- Milam Location in Uttarakhand, India
- Country: India
- State: Uttarakhand
- District: Pithoragarh

Languages
- • Official: Hindi, Kumaoni
- Time zone: UTC+5:30 (IST)
- Vehicle registration: UK
- Website: uk.gov.in

= Milam, India =

Milam (or Meelam) is the last village situated in Johar valley of Pithoragarh district in the state of Uttarakhand, India. The river Gori Ganga originates from Milam Glacier, flows past the village and through the Johar Valley inhabited by Shauka and Nitwal people, and meets with Kali Ganga River at Jauljibi.

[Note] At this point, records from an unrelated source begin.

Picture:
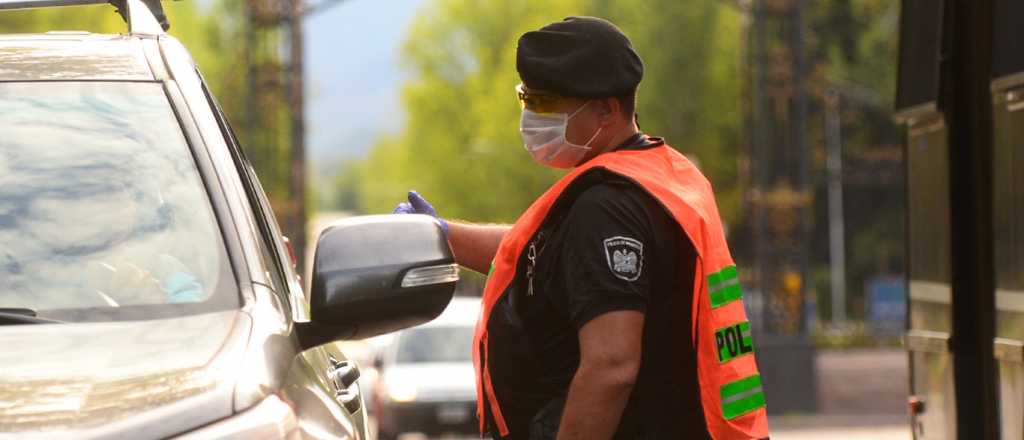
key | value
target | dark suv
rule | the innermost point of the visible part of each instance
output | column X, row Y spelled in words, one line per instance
column 145, row 289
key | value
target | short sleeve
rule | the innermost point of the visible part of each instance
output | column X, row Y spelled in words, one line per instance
column 608, row 239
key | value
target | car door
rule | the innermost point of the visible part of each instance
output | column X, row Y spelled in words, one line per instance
column 322, row 382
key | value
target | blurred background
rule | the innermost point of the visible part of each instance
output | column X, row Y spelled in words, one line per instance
column 343, row 105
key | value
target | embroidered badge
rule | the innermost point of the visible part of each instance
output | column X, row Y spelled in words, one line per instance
column 625, row 257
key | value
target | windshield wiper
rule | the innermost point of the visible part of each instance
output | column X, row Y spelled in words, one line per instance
column 14, row 316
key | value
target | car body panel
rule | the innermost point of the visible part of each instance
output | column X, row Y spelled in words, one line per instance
column 158, row 379
column 73, row 56
column 55, row 382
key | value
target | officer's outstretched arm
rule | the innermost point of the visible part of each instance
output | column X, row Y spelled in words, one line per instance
column 475, row 245
column 609, row 361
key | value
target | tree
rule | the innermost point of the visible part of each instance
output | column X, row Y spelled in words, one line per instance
column 460, row 145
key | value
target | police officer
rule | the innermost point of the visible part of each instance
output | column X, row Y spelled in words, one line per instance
column 612, row 308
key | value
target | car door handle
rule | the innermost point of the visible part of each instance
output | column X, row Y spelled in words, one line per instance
column 344, row 374
column 349, row 398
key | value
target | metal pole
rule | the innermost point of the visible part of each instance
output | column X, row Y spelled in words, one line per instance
column 297, row 177
column 837, row 245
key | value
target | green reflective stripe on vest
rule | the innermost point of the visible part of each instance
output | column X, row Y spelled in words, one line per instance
column 741, row 397
column 724, row 287
column 733, row 341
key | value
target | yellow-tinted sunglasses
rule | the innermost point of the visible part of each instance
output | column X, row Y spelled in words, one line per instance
column 539, row 101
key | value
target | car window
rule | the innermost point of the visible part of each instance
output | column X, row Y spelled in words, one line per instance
column 273, row 255
column 102, row 211
column 435, row 344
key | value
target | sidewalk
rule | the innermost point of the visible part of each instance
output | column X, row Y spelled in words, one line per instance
column 862, row 395
column 840, row 427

"Munsiari-Bugdiar-Milam Road" (MBMR), being constructed by the BRO as part of the India–China Border Roads (ICBRs) with expected completion date of March 2026, provides access to Milam from the district sub-division headquarter Munsiari.

== History ==
Historically, Milam was the principal village of the Malla Johar patti in the larger Johar Pargana, and served as a vital depot for the Trans-Himalayan trade with Tibet via the Untadhura pass. In the early 20th century, the village consisted of strongly built stone houses with heavy slate roofs. According to a special census in 1900, Milam had a population of 1,733, consisting almost entirely of Shauka traders. The village was only inhabited during the brief summer months from June to October, during which time the residents cultivated crops of buckwheat and barley on the alluvial land near the Gori river. For the remainder of the year, the village was completely buried in snow and abandoned as the inhabitants migrated with their livestock to winter encampments in Munsiari and other lower elevations.

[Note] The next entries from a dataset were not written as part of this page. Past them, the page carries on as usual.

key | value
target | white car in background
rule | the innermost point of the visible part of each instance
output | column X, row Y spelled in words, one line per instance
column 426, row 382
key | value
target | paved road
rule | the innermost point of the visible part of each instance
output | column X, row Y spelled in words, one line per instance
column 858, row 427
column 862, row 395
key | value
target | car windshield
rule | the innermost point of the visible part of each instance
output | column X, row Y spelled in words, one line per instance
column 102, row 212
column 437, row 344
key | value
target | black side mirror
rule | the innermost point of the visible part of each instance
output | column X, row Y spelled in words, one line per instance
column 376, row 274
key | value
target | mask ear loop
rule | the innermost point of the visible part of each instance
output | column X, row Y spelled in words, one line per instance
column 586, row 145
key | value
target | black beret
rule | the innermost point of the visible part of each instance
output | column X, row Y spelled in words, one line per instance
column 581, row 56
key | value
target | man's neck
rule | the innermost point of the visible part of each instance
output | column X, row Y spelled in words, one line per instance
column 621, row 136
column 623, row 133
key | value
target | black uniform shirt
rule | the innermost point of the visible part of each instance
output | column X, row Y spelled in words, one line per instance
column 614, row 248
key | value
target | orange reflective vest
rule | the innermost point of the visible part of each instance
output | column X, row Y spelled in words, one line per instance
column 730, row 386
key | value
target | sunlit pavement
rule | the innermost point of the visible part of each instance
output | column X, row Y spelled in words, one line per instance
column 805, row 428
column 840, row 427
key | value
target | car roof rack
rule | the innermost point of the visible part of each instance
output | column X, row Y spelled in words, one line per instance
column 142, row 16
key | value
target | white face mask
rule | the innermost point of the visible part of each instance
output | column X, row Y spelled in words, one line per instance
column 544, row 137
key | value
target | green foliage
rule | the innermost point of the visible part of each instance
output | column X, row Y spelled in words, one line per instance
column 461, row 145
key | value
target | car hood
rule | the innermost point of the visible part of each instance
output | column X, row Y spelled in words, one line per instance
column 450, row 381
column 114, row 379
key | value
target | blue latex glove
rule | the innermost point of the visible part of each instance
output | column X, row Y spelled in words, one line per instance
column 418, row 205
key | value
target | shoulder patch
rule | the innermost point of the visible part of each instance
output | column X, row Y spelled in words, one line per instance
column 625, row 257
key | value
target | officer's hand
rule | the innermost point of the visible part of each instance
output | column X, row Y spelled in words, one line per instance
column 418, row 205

British gazetteers from the period described the local climate as dry and bracing, though characterized by severe daily winds. Due to the high altitude and freezing temperatures, it was noted that grain could be stored for decades without deteriorating. At that time, the snout of the Milam Glacier was located just one mile above the village, and the Gori river—which carried heavy glacial sediment—served as the only drinking water source. The route upwards to the Tibetan border was notoriously steep and difficult, while the downward path to Munsiari required early-season travelers to cross the river over temporary snow bridges.

== Trade with Tibet ==
Milam is on a route over high mountain passes (Unta Dhura, Jandi Dhura and Kingribingri Dhura) to Gyanima mandi in Tibet. The border is closed since the Sino-Indian War of 1962, and Milam is now a ghost village with very few inhabitants. Before the war, it used to be a trade center bustling with 500 families. As of now all trade with Tibet is stopped and the families have settled in Munsiyari and other places in the lower ranges. In summer months very few people go there and cultivate medicinal plants, high altitude Buckwheat and Jambhu. Tibetan merchants visited this place and traded in Borax, precious stones, Pashmina and salt. The inhabitants of Milam too travelled along with pack mules to Tibet. They took rice, cotton clothes, jaggery, sugar, etc. to sell in Tibetan markets. The famous pandit-explorers Nain Singh and Kishan Singh who mapped Tibet territory belong to this village.

== Trekking ==
The trek to Milam village starts from Munsiyari a road head that can be reached from Almora or Pithoragarh. The trek passes through Lilam, Bogudiar, Rilkot, Martoli, Burfu and Bilju. Prominent peaks situated above the glacier are Hardeol, Trisuli, Nanda Ghoonti etc. Some of the camping places above the glacier are Nitwal dhar, Suraj kund etc. Nandadevi East base camp can be reached through a side valley from Ghangar and Pacchu villages. The ideal trekking period is from May to October excluding monsoon months. However, as the inhabitants of the upper villages tend to move down the valley for the winter months trekkers may find that food and accommodation is not available especially after the festival of Diwali.

== Prominent people==
- Kishen Singh Rawat (1850–1921), honorary titled as Rai Bahadur by British Raj], was an Indian explorer and cartographer. He was first to map the Ramgarh crater on a finer scale of (1 : 63,360).
- Nain Singh Rawat, honorary titled as C.I.E by British raj, was an Indian explorer, he was the cousin of the explorer Krishna Singh Rawat. He would later say that Thok Jalung was the coldest place he had ever visited.
- Raghunandan Singh Tolia, Chief Secretary to the Government of Uttarakhand from 2003 to 2005.
- B S Jangoangi, Deputy Director General, GSI. Famous for his glaciology studies in Uttarakhand Himalaya region.